Lord Vishnu being worshipped as
the Buddha in Angkor Vatt
The festival of Buddha Purnima falls on the full moon
day of the fourth lunar month, in the month of Vaishakha (May). Though it
is celebrated mainly as the birth anniversary of Gautama Buddha, the founder
of Buddhism, it is on this particular day that he attained Bodhi (Enlightenment)
on the banks of the river Niranjana, Bodh Gaya, Bihar, under a pipal tree
(Ficus religiosa), which has since been called the Bodhi Tree.
He also attained Mahaparinirvana, at Kushinagar, Uttar
Pradesh on Vaishakha Purnima. That is why it is called a thrice-sacred day
or ‘triple blessed festival‘. Siddhartha‘s wife,Yashodhara,
his charioteer Channa, his disciple Ananda, his horse Kantaka and the Bodhi
Tree under which he received Enlightenment were all born on the same day.

The birth of Gautama Buddha is steeped
in both history and legends. The Buddha was born in the royal clan of an Aryan
tribe, Sakyas, in East India in the 6th Century B.C. His father King Shuddhodana
was the chief of the clan and ruled the principality of Kapilavastu on the borders
of present-day Nepal. The King was married to Mahamaya, the daughter of the
Raja of the Kolyan clan.
Scriptural accounts of the life of Buddha
mention that his greatness was foretold in a dream of his mother in which she
saw a white elephant holding a lotus enter her womb. Buddha was born in about
563 BC and his mother died seven days later. The child was brought up by his
mother‘s younger sister Mahaprajapati Gautami. He was named Siddhartha
Gautama. At the time of casting his horoscope it was predicted that he would
become either a world monarch or a great religious leader.

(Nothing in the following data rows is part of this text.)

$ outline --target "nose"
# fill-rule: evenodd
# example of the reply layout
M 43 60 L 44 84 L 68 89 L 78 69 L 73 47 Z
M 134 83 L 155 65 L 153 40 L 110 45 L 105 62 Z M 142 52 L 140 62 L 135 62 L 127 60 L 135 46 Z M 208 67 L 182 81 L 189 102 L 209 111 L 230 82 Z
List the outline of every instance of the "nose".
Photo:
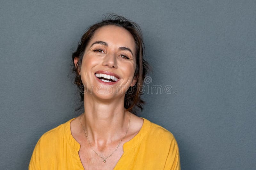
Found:
M 108 54 L 105 55 L 102 62 L 102 65 L 108 66 L 109 68 L 116 68 L 116 58 L 115 54 Z

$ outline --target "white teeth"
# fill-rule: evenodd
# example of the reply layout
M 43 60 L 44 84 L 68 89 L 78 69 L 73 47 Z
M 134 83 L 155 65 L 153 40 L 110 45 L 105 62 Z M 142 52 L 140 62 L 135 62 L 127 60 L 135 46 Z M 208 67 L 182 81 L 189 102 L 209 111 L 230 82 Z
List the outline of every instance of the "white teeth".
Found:
M 112 79 L 113 80 L 115 81 L 117 81 L 117 78 L 115 77 L 115 76 L 110 76 L 110 75 L 108 75 L 107 74 L 102 74 L 102 73 L 96 73 L 95 74 L 96 77 L 103 77 L 105 78 L 108 78 L 108 79 Z M 101 80 L 103 81 L 103 80 Z M 108 81 L 108 80 L 104 80 L 104 81 L 105 82 L 107 82 L 106 81 Z
M 101 79 L 100 80 L 102 81 L 105 81 L 105 82 L 111 82 L 109 80 L 104 80 L 104 79 Z

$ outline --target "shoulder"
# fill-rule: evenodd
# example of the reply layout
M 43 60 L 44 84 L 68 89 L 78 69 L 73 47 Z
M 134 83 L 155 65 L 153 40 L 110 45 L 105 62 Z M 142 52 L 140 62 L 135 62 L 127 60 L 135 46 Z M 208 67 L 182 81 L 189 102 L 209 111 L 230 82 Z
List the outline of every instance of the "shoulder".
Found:
M 40 137 L 36 145 L 45 148 L 51 147 L 51 146 L 54 147 L 55 144 L 60 143 L 60 141 L 63 140 L 65 137 L 65 133 L 68 127 L 68 123 L 72 119 L 44 133 Z
M 178 147 L 178 144 L 174 136 L 163 127 L 145 119 L 149 124 L 145 137 L 149 144 L 161 146 L 164 150 L 170 147 Z M 150 142 L 149 142 L 150 141 Z

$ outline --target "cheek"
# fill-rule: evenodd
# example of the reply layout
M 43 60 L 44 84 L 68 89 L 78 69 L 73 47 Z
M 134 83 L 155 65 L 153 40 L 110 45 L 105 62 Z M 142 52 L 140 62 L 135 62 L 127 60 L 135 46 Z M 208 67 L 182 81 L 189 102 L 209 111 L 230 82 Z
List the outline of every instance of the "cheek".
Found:
M 86 80 L 92 78 L 90 76 L 92 77 L 92 69 L 94 66 L 98 64 L 99 62 L 98 60 L 95 60 L 92 57 L 84 57 L 82 61 L 81 71 L 81 79 L 84 85 Z

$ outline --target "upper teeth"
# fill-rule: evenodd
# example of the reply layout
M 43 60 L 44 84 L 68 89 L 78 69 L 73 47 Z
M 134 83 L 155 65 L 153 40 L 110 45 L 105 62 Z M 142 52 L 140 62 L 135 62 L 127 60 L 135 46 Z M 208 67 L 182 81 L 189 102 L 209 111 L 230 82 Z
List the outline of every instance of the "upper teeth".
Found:
M 117 78 L 115 76 L 110 76 L 110 75 L 108 75 L 102 73 L 96 73 L 95 74 L 96 77 L 103 77 L 105 78 L 108 78 L 108 79 L 111 79 L 113 80 L 117 81 Z

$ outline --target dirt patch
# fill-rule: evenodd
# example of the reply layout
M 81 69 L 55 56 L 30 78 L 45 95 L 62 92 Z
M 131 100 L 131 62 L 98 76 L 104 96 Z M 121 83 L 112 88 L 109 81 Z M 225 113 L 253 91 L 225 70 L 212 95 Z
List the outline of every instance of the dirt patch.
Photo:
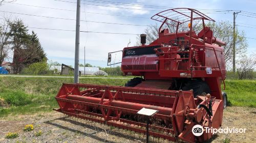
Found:
M 10 105 L 7 104 L 4 99 L 0 98 L 0 107 L 7 108 L 10 107 Z
M 246 128 L 245 133 L 218 133 L 209 141 L 212 142 L 255 142 L 256 109 L 229 107 L 224 110 L 222 128 Z M 34 130 L 24 132 L 23 128 L 33 124 Z M 130 131 L 118 129 L 92 122 L 68 117 L 51 112 L 32 115 L 9 116 L 0 118 L 1 142 L 145 142 L 145 136 Z M 41 130 L 41 136 L 34 134 Z M 6 139 L 10 132 L 19 134 L 18 138 Z M 169 142 L 150 138 L 151 142 Z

Shuddhodana did not wish his son to be
an ascetic. So he had him married to his cousin, Yashodhara, when he was 16
years old. Siddhartha lived a happy life, unaware of suffering, old age, disease
and death.
But in his twenty-ninth year, he came
across a man bent with old age, a sick person, a dead body, and finally , an
ascetic and became aware of the sufferings of life. He became dissatisfied with
his luxurious style of life and decided to give it up in his quest for Truth.
Returning home, he heard of the birth of his son, Rahul, and the same night
he left the palace renouncing his kingdom, his son and his wife. It is called
the Buddha‘s Mahabhinishkraman.

Practising Buddhism: Caucasians and Asians
After crossing the Anoma river he sent
his horse and the charioteer back to the palace with his royal robes. Siddhartha
continued his journey alone till he attained Enlightenment six years later.
Since the Buddha‘s Mahaparinirvana, in his eightieth year on Vaishakha
Purnima, Buddhists have been celebrating this thrice-sacred day with great fervour
and devotion. Fa-Hien, the Chinese traveller who visited India in the fifth
century AD, also mentioned about the celebration of this festival in his memoirs.